Despite a string of convictions and guilty pleas from the President's former associates, Rob Mueller is yet to provide any proof of conspiracy between Trump's campaign and Russians. Manafort's attorney's had argued that he had not misled investigators, but forgot some details that are clear now, the ruling rejected this allusion largely.


The judge found that Manafort did mislead the FBI, prosecutors and a federal grand jury about his interactions with Konstantin Kilimnik, the co-defendant who the FBI says has ties to Russian intelligence. Prosecutors had accused Manafort of lying about several discussions the two men had including about a possible peace plan to resolve the Russia-Ukraine conflict in Crimea.

Last week at a sealed hearing, Mueller prosecutor Andrew Weissmann said one of the discussions an Aug. 2, 2016, meeting at the Grand Havana Club cigar bar in New York went to the "larger view of what we think is going on" and what "we think the motive here is." Rick Gates, Manafort's longtime deputy and also a Trump campaign aide, attended the said meeting in August.

"This goes, I think, very much to the heart of what the Special Counsel's Office is investigating," Weissmann said, according to a redacted transcript of the hearing.

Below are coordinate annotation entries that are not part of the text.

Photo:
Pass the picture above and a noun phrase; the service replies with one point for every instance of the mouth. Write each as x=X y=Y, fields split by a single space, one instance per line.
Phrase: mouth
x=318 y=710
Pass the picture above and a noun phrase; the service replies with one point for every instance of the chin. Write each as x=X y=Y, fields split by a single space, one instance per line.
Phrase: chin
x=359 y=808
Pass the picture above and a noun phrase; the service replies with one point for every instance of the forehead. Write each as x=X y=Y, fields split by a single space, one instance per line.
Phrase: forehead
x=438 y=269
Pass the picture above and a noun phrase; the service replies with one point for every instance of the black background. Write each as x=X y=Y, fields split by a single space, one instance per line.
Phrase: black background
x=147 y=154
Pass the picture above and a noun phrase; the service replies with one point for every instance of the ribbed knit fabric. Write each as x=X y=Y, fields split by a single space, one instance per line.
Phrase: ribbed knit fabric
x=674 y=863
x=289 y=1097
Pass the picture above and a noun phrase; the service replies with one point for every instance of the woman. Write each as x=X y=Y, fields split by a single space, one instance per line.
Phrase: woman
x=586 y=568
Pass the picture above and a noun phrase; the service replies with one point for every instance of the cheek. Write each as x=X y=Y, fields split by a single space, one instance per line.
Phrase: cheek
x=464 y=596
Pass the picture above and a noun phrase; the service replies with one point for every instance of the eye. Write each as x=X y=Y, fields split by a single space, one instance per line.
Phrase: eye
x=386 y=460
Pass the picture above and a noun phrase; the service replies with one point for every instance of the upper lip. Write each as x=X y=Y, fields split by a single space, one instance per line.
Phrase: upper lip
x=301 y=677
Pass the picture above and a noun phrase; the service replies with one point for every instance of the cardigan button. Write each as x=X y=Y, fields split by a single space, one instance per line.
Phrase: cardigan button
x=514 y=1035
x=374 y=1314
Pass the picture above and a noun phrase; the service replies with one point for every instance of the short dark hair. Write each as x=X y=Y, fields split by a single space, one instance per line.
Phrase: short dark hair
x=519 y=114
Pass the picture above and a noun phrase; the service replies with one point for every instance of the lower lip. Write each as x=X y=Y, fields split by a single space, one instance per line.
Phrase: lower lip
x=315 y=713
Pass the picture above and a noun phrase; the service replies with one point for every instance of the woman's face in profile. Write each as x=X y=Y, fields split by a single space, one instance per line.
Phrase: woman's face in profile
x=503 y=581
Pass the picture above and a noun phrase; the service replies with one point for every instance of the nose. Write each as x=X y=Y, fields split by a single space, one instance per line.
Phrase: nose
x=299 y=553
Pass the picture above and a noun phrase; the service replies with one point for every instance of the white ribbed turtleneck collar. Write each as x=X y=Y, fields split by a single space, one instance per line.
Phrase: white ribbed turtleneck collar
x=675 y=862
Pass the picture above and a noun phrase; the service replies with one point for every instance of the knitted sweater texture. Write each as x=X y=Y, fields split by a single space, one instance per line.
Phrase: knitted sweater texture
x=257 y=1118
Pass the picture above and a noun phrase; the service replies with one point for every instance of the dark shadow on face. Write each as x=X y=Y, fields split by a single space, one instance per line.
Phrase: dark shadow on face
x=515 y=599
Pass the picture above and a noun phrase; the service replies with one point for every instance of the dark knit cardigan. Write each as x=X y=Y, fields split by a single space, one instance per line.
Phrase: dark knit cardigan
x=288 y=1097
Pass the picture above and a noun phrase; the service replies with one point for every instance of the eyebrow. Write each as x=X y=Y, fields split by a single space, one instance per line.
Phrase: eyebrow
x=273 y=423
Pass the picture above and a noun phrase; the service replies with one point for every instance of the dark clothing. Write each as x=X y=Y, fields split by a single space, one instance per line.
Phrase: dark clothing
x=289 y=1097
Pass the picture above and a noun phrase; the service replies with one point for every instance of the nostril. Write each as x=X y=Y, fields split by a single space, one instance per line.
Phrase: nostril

He added: "That meeting and what happened at that meeting is of significance to the special counsel." The meeting occurred while Manafort was still in a high-ranking role in the Trump campaign.

And prosecutors say the three men left separately so as not to draw attention to their meeting. The million-dollar question in the entire investigation is, why did all the men involved lie about their connections to the Russians.

According to Weissmann, investigators were also interested in several other meetings between Kilimnik and Manafort including when Kilimnik traveled to Washington for Trump's inauguration in January 2017.

And Manafort's attorneys accidentally revealed weeks ago that prosecutors believe Manafort shared polling data with Kilimnik during the 2016 presidential campaign.